Curioso: la scelta fatta da giovani può essere cambiata a posteriori, ma la revoca è, ci si scusi il bisticcio, irrevocabile. In altre parole, si può tornare indietro dal proprio utilizzando quella che a tutti gli effetti appare una sorta di sanatoria sull’orizzonte di grandi ideali. Che, evidentemente, col progredire dell’età si rimpiccioliscono. Ma la maggioranza di centrosinistra è compatta a favore della norma e in aula solo Carlo Giovanardi va all’attacco. Sottolinea l’assurdo di una revoca che diventa definitiva, contraddicendo la libertà di coscienza. Poi va al sodo: «Chi faceva questa dichiarazione sapeva benissimo che avrebbe avuto una limitazione molto piccola: sulla base delle sue convinzioni non avrebbe potuto in seguito andare a caccia o fare il carabiniere. In pratica, avere il porto d’armi. Non so se riuscite a cogliere la contraddizione da Paese di Pulcinella – conclude Giovanardi – la beffa di chi ha fatto l’obiezione di coscienza, non ha prestato il servizio militare e poi, magari, si fa fotografare con sette lepri uccise».

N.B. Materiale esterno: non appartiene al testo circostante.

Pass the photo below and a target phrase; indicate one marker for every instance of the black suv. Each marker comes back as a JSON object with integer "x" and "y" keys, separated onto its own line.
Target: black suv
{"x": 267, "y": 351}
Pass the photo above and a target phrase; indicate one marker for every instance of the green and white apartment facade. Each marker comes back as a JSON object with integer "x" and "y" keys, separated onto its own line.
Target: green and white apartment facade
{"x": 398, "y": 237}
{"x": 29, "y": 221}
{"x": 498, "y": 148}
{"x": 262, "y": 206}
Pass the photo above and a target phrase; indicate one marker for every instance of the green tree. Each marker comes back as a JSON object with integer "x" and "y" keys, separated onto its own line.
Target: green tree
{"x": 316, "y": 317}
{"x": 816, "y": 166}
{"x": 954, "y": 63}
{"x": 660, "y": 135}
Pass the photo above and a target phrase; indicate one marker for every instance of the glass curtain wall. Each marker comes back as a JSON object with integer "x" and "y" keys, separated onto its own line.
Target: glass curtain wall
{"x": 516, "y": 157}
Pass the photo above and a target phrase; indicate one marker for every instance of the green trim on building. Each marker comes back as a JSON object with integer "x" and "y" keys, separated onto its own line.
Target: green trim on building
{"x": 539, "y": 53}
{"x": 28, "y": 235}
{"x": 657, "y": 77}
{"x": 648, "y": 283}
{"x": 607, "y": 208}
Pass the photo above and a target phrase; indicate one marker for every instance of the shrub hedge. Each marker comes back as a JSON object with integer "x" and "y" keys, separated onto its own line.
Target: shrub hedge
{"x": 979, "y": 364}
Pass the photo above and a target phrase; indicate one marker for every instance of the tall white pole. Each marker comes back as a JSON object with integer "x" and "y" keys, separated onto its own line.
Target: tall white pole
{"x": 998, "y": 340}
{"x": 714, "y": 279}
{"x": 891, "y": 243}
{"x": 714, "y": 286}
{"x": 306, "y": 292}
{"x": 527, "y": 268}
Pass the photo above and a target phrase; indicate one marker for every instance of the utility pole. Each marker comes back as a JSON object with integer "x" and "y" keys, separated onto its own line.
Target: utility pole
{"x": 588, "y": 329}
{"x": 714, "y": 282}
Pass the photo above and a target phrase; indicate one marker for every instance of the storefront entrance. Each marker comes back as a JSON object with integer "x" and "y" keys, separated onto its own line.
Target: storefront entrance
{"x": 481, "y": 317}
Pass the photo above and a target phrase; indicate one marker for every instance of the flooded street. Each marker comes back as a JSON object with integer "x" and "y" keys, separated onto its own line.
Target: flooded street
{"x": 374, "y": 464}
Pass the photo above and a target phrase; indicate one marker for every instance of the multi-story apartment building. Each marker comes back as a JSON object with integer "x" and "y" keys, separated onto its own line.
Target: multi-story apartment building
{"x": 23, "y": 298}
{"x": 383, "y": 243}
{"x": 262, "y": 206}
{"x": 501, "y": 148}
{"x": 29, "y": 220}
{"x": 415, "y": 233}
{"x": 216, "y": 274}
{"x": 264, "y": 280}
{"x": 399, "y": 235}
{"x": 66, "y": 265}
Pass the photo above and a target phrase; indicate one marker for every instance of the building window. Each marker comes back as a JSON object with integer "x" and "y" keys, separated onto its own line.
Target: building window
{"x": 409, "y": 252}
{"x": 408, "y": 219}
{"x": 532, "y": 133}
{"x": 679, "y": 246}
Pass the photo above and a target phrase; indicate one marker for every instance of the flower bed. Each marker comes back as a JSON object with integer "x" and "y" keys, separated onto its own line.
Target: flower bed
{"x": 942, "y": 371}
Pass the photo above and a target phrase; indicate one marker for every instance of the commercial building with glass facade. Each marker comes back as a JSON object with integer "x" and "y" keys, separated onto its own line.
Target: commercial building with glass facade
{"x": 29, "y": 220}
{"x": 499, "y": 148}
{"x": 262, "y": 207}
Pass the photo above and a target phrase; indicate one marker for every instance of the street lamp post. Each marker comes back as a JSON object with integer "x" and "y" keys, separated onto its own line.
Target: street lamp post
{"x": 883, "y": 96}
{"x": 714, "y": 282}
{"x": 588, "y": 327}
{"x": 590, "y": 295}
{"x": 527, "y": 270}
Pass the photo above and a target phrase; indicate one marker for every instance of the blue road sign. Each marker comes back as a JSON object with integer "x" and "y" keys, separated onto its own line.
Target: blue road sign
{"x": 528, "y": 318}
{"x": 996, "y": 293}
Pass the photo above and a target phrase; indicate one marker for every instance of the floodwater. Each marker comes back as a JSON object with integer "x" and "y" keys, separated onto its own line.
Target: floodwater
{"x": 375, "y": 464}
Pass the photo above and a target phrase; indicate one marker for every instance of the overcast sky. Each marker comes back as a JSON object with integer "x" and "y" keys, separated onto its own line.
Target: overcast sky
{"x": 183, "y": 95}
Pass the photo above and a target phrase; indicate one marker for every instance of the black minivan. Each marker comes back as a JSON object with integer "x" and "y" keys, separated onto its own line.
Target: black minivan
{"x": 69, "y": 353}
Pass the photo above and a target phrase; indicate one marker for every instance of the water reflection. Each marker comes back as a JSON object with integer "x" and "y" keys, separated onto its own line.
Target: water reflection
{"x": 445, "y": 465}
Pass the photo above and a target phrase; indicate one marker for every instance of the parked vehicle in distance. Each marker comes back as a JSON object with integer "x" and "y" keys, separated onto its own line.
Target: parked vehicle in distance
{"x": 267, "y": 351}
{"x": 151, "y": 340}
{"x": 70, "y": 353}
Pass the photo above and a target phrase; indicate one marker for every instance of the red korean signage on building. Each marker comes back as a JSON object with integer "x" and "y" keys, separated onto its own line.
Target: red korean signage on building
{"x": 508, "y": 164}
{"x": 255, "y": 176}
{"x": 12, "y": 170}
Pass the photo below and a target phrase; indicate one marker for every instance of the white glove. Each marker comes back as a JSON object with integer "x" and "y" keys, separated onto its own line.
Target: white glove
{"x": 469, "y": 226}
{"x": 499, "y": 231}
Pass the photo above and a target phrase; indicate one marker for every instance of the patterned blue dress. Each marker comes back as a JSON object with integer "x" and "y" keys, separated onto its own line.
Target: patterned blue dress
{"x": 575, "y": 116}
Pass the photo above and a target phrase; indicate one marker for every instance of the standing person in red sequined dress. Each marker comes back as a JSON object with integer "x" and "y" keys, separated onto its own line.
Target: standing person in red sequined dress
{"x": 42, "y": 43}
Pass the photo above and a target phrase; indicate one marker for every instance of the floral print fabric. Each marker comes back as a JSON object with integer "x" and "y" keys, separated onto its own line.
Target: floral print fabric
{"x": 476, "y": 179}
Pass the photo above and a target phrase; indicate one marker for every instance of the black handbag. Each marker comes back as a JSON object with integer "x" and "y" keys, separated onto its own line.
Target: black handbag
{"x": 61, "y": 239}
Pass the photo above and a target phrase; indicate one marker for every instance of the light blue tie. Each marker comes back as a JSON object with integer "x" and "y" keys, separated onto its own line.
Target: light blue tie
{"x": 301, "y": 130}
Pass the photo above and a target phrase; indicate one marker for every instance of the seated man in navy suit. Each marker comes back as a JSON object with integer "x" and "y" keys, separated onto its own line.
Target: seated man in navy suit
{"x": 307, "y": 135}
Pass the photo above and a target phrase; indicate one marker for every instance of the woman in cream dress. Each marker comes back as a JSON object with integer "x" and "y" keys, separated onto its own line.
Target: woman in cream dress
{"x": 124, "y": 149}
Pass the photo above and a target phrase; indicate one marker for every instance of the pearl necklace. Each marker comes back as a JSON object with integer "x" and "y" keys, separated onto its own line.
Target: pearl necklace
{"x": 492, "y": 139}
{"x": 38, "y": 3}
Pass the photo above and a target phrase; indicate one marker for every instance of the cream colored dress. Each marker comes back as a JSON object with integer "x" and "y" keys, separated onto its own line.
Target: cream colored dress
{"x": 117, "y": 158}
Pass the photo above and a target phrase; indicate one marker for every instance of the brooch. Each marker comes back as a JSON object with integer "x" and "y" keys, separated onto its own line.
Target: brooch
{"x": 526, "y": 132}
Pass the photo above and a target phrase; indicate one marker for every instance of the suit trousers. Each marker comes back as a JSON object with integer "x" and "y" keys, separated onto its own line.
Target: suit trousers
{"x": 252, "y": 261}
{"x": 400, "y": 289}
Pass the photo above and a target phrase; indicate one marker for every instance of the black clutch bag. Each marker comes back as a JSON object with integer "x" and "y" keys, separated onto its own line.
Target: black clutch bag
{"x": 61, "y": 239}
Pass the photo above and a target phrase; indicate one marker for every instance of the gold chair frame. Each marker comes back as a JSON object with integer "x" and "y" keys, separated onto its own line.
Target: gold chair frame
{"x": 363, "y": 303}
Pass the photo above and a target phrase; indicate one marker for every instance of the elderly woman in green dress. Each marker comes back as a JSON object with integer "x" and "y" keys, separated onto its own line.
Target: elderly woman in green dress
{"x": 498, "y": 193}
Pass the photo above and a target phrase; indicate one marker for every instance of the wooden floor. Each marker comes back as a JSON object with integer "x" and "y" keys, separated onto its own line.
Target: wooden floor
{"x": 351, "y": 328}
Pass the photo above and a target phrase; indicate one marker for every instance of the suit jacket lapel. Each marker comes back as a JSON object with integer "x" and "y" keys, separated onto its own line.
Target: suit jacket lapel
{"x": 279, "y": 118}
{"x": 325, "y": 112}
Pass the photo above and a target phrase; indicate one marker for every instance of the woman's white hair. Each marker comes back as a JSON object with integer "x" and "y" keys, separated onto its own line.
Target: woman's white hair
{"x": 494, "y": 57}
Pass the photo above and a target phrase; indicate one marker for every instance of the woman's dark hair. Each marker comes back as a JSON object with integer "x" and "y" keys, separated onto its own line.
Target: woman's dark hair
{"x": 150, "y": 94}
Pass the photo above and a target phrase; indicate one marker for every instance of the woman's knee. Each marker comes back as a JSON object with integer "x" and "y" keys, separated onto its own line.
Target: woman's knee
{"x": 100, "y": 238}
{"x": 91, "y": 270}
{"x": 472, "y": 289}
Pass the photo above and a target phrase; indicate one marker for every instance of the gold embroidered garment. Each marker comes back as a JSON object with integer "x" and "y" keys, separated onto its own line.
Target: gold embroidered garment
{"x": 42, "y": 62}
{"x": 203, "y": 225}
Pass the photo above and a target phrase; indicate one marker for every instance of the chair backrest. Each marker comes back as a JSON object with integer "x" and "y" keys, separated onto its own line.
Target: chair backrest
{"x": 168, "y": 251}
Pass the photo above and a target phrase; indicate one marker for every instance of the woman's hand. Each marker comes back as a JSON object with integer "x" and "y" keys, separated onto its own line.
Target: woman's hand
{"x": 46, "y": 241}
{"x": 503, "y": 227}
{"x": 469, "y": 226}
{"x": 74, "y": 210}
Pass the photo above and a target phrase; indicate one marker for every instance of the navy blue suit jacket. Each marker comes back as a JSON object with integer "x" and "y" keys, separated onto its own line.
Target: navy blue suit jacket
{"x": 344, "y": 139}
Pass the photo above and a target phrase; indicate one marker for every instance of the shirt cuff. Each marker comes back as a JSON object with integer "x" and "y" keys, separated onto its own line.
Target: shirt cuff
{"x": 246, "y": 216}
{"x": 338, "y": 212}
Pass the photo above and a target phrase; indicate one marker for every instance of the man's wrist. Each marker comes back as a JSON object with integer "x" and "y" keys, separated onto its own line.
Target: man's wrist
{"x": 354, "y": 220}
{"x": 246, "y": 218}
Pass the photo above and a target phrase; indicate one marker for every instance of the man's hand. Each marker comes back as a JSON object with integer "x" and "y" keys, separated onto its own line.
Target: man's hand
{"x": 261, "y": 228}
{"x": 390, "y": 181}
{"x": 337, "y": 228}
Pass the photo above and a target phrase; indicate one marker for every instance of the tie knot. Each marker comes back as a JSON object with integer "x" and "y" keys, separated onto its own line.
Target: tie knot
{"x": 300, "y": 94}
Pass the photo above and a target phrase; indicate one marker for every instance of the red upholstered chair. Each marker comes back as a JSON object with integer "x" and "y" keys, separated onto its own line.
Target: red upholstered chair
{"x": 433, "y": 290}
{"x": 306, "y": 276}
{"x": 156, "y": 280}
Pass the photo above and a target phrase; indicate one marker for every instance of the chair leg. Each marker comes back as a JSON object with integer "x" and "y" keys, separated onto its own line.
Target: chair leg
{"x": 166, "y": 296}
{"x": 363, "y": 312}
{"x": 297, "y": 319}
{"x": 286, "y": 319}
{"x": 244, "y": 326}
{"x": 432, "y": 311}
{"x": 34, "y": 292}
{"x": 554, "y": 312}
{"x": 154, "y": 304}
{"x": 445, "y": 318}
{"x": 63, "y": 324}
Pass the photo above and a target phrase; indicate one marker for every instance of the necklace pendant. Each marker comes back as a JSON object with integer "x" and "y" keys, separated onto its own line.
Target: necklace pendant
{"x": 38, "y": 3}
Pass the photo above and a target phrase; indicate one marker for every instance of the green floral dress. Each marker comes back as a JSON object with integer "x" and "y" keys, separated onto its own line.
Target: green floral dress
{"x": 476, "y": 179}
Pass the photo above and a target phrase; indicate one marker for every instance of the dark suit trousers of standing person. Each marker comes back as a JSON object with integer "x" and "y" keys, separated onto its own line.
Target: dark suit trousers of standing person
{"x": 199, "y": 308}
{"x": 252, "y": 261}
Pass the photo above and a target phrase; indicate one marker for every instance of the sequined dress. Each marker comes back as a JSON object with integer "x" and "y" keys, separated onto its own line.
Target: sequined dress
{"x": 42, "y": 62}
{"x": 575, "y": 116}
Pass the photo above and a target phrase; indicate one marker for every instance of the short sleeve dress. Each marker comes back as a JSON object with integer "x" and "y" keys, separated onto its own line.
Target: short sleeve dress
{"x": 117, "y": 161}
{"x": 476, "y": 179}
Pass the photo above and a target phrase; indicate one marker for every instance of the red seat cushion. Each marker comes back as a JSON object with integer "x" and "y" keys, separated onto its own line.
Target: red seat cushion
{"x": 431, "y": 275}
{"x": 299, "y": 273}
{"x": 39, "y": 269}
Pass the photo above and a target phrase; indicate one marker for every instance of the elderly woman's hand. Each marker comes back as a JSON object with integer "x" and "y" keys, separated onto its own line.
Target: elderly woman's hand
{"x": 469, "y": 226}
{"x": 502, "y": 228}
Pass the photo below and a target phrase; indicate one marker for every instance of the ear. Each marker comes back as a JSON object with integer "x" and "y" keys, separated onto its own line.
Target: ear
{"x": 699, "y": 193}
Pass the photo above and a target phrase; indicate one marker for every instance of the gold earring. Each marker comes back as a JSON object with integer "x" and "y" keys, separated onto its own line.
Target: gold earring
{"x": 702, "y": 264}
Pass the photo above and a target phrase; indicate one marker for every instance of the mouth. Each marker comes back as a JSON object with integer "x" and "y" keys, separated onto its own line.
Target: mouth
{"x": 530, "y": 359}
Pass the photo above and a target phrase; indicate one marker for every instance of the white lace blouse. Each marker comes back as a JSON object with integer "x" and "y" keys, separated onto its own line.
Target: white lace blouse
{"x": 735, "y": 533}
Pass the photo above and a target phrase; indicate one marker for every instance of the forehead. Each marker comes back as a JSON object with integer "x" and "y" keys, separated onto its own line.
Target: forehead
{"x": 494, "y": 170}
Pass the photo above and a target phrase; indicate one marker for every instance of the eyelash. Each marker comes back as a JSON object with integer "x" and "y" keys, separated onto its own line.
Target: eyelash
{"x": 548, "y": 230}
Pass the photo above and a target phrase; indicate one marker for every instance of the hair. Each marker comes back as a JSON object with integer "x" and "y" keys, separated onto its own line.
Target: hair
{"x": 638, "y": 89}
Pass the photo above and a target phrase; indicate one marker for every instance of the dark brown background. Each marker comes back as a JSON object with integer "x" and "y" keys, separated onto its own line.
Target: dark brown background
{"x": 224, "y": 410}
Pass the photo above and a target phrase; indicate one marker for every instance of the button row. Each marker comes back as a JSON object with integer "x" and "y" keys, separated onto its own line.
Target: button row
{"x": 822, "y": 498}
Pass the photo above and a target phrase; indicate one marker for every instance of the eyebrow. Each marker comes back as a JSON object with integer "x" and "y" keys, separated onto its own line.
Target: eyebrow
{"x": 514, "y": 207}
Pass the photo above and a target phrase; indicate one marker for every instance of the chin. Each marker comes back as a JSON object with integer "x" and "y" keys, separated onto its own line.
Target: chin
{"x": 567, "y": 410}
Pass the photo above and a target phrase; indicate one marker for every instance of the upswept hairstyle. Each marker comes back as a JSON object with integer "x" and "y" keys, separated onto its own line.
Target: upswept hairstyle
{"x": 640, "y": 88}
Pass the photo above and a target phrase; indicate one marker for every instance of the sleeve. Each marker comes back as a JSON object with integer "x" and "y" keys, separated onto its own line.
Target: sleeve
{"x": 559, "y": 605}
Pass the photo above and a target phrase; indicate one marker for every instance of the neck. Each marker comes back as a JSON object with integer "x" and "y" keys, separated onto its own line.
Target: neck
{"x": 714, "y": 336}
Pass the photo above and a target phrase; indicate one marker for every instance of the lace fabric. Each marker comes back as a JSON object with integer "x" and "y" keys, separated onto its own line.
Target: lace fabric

No, i colleghi non riescono a cogliere la contraddizione. E centinaia di obiettori scoprono di aver cambiato il modo di pensare, non condividono più gli orientamenti della giovinezza, vogliono mandare in soffitta quelle ragioni morali, filosofiche, religiose che in passato li avevano spinti su quella via impervia. Si iscrivono all’esercito degli ex e chiedono che lo Stato li consideri tali.

È esattamente quel che sta succedendo un po’ in tutta Italia. C’è stata una stagione in cui c’era la corsa all’obiezione. Con una punta, negli ultimi tempi di centomila domande l’anno. E un totale, fra il 1972 e il 2005, di seicentomila obiettori. Ora c’è la corsa contraria, alla revoca. E tocca proprio a Giovanardi, oggi sottosegretario alla presidenza del Consiglio con delega al servizio civile, monitorare il fenomeno. «Il mio ufficio – spiega al Giornale – è sommerso dalle istanze di revoca. Domande che vengono accolte in automatico». Una contromigrazione che non ha precedenti.